How do I troubleshoot network performance issues between Amazon EC2 Windows instances in a VPC and an on-premises host over an internet gateway?
Last updated: 2019-10-07
I'm experiencing network performance issues between my Amazon Elastic Compute Cloud (Amazon EC2) Windows instances and my on-premises host over an internet gateway. How can I troubleshoot these packet loss or latency issues?
Note: Before you begin troubleshooting, identify the source and destination IP addresses. If the destination is a URL, use the nslookup command to determine the IP address. Be aware that some URLs use dynamic IP addresses, so the IP address might change. Run the command multiple times to see if the IP address is constant.
Check for ECN capability
1. Run the following command to determine if Explicit Congestion Notification (ECN) capability is enabled.
netsh interface tcp show global
2. If ECN capability is enabled, run the following command to disable it.

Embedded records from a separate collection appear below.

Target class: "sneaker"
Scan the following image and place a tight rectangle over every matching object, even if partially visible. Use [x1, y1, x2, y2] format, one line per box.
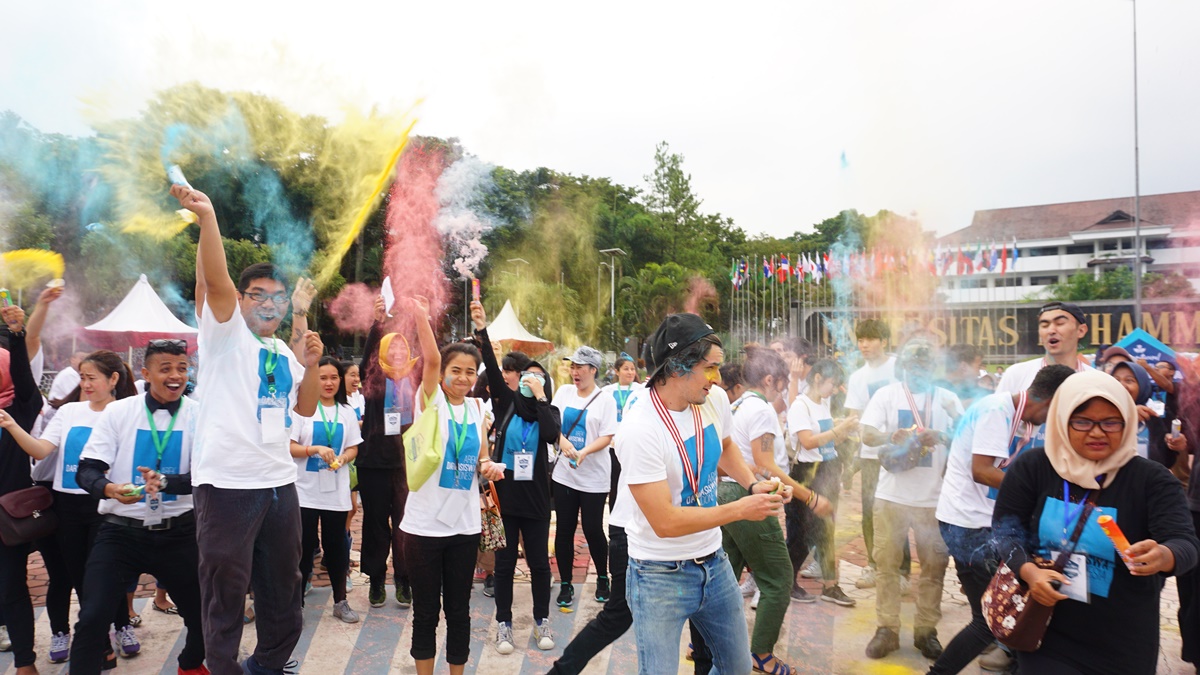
[789, 584, 817, 603]
[800, 559, 823, 579]
[346, 575, 353, 593]
[395, 584, 413, 607]
[979, 643, 1015, 672]
[751, 588, 761, 610]
[556, 583, 574, 607]
[333, 600, 360, 624]
[243, 600, 255, 624]
[855, 566, 877, 589]
[116, 625, 141, 657]
[595, 576, 610, 603]
[49, 631, 70, 663]
[865, 627, 900, 659]
[369, 578, 386, 608]
[0, 625, 10, 652]
[241, 656, 300, 674]
[304, 581, 312, 596]
[178, 665, 211, 675]
[914, 628, 943, 659]
[483, 574, 495, 598]
[534, 618, 556, 650]
[820, 585, 856, 607]
[899, 575, 911, 595]
[739, 574, 758, 597]
[495, 621, 515, 655]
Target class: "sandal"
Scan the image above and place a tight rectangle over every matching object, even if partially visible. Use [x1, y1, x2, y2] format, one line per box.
[752, 653, 794, 675]
[128, 613, 142, 627]
[152, 602, 179, 615]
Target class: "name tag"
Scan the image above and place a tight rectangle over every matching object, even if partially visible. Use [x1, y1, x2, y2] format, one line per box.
[514, 450, 534, 481]
[260, 403, 287, 444]
[318, 466, 338, 492]
[143, 492, 164, 527]
[385, 407, 402, 436]
[1060, 552, 1090, 603]
[436, 490, 470, 527]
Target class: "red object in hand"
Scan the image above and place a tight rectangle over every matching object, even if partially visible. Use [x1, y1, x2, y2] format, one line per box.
[1097, 515, 1134, 566]
[472, 279, 481, 300]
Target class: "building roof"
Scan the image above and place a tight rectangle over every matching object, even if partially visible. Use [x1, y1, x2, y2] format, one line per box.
[938, 190, 1200, 245]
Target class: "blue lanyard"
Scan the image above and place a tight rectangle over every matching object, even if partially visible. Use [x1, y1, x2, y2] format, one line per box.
[517, 417, 537, 452]
[1062, 479, 1091, 542]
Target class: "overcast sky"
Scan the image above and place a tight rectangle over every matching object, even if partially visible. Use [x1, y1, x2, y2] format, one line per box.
[2, 0, 1198, 238]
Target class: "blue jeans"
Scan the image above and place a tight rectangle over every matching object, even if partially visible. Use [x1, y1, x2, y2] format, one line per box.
[627, 548, 751, 675]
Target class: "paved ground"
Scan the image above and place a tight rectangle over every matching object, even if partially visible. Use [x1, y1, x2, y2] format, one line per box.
[2, 471, 1192, 674]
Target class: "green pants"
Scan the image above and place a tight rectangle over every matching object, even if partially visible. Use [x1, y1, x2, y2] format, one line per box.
[717, 481, 793, 655]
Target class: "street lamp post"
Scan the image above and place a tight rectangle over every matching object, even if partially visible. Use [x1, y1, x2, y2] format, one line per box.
[598, 248, 627, 318]
[1132, 0, 1143, 328]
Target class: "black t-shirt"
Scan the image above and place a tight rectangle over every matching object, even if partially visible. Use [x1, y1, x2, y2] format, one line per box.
[1, 333, 44, 495]
[355, 322, 406, 470]
[993, 448, 1199, 674]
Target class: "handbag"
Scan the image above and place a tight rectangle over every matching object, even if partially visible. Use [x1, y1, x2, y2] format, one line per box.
[403, 392, 444, 491]
[479, 480, 506, 552]
[0, 485, 58, 546]
[982, 501, 1094, 652]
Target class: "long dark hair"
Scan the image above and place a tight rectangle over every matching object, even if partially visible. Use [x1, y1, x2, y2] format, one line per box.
[741, 345, 789, 390]
[318, 355, 349, 406]
[52, 350, 136, 409]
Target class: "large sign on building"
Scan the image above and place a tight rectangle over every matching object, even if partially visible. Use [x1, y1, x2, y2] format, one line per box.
[798, 299, 1200, 361]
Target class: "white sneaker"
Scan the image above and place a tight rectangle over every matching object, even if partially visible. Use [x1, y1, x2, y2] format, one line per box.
[739, 574, 758, 597]
[534, 618, 556, 650]
[800, 559, 823, 579]
[333, 600, 360, 624]
[855, 566, 877, 589]
[2, 625, 14, 651]
[899, 575, 911, 595]
[495, 621, 515, 655]
[751, 588, 761, 610]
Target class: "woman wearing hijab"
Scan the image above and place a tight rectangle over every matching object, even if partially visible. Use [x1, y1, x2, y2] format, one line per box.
[992, 370, 1199, 674]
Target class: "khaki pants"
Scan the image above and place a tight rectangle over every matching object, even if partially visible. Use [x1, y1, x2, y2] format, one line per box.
[873, 498, 948, 631]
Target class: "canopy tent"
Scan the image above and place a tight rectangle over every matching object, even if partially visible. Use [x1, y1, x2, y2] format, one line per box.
[487, 300, 554, 356]
[84, 274, 198, 353]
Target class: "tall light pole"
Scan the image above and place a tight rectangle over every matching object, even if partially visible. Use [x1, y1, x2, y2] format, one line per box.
[599, 248, 627, 318]
[1132, 0, 1143, 328]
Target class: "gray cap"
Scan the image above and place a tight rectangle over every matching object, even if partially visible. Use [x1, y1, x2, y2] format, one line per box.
[564, 346, 603, 370]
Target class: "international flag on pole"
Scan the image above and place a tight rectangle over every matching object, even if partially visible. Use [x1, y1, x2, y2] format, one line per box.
[763, 256, 774, 280]
[777, 255, 791, 284]
[1010, 238, 1019, 270]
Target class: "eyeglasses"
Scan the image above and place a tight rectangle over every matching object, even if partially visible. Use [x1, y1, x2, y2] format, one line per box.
[1068, 418, 1125, 433]
[145, 339, 188, 355]
[243, 291, 290, 306]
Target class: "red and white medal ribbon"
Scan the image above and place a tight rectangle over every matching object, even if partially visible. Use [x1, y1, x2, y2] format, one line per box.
[999, 391, 1032, 469]
[901, 383, 932, 432]
[649, 387, 705, 503]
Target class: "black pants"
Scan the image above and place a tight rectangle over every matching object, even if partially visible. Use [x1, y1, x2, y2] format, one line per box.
[1016, 651, 1085, 674]
[549, 525, 630, 675]
[553, 482, 608, 583]
[494, 514, 551, 623]
[44, 492, 129, 636]
[194, 484, 303, 675]
[300, 508, 349, 604]
[928, 522, 997, 675]
[405, 532, 479, 665]
[69, 518, 205, 674]
[357, 466, 409, 586]
[1179, 509, 1200, 666]
[0, 542, 35, 668]
[789, 460, 842, 581]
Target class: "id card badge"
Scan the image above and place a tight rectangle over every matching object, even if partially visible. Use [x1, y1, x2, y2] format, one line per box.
[143, 493, 164, 527]
[259, 400, 287, 444]
[318, 466, 338, 492]
[1060, 552, 1090, 603]
[436, 490, 468, 527]
[513, 450, 534, 481]
[385, 407, 402, 436]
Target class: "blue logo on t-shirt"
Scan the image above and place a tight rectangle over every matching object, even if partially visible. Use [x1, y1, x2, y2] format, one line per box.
[681, 423, 722, 508]
[612, 389, 633, 423]
[1037, 498, 1118, 599]
[897, 410, 934, 468]
[305, 418, 345, 471]
[562, 408, 588, 451]
[385, 379, 416, 426]
[501, 416, 538, 466]
[61, 426, 93, 490]
[133, 428, 182, 502]
[438, 417, 480, 491]
[817, 419, 837, 461]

- netsh interface tcp set global ecncapability=disabled
3. If you don't see an improvement in performance, you can re-enable ECN capability using the following command.
netsh interface tcp set global ecncapability=enabled
Review hops and troubleshoot TCP port connectivity
First, use MTR or tracert to review hops:
1. Download and install WinMTR.
2. Enter the destination IP in the Host section, and then choose Start.
3. Let the test run for a minute, and then choose Stop.
4. Choose Copy text to clipboard and paste the output in a text file.
5. Look for any losses in the % column that are propagated to the destination.
Note: Ignore any hops with the No response from host message. This message indicates that those particular hops aren't responding to the ICMP probes.
6. Review hops on the MTR reports using a bottom-up approach. For example, check for loss on the last hop or destination, and then review the preceding hops.
If you don't want to install MTR, you can use the tracert command utility tool.
1. Perform a tracert to the destination URL or IP address.
2. Look for any hop that shows an abrupt spike in round-trip time (RTT). An abrupt spike in RTT might indicate that there's a node under high load, which in turn induces latency or packet drops in your traffic.
Then, check TCP port connectivity:
Note: Because WinMTR and tracert are both ICMP-based, you can use tracetcp to troubleshoot TCP port connectivity.
2. Extract the Tracetcp ZIP file.
3. Copy tracetcp.exe to your C drive.
4. Install WinPcap.
5. Open the command prompt and root WinPcap to your C drive using the C:\Users\username>cd \ command.
6. Run tracetcp using the following commands: tracetcp.exe hostname:port or tracetcp.exe ip:port.
Check the Windows Task Manager
If you have access to the source instance or destination instance, check the Windows Task Manager. Look for issues with CPU and memory utilization, or load average.
Take a packet capture
Note: It's a best practice to first start the packet capture and then initiate the traffic. This approach helps you capture all packets for the flow.
1. Install Wireshark and take a packet capture.
2. Use the following filter to isolate the traffic between particular sources in the packet capture: (ip.addr eq source_IP) && (tcp.flags.syn == 1). The output shows all the tcp streams initiated by that source IP.
3. Select the row with the relevant source IP and destination IP.
4. Choose the context (right-click) menu, and then choose Follow, TCP Stream. This results in a TCP flow between the source IP and destination IP that you want to investigate.
5. Look for retransmissions, duplicate packets, or TCP window size notifications like TCP window full or Window size zero. These notifications might indicate that the TCP buffers are running out of space.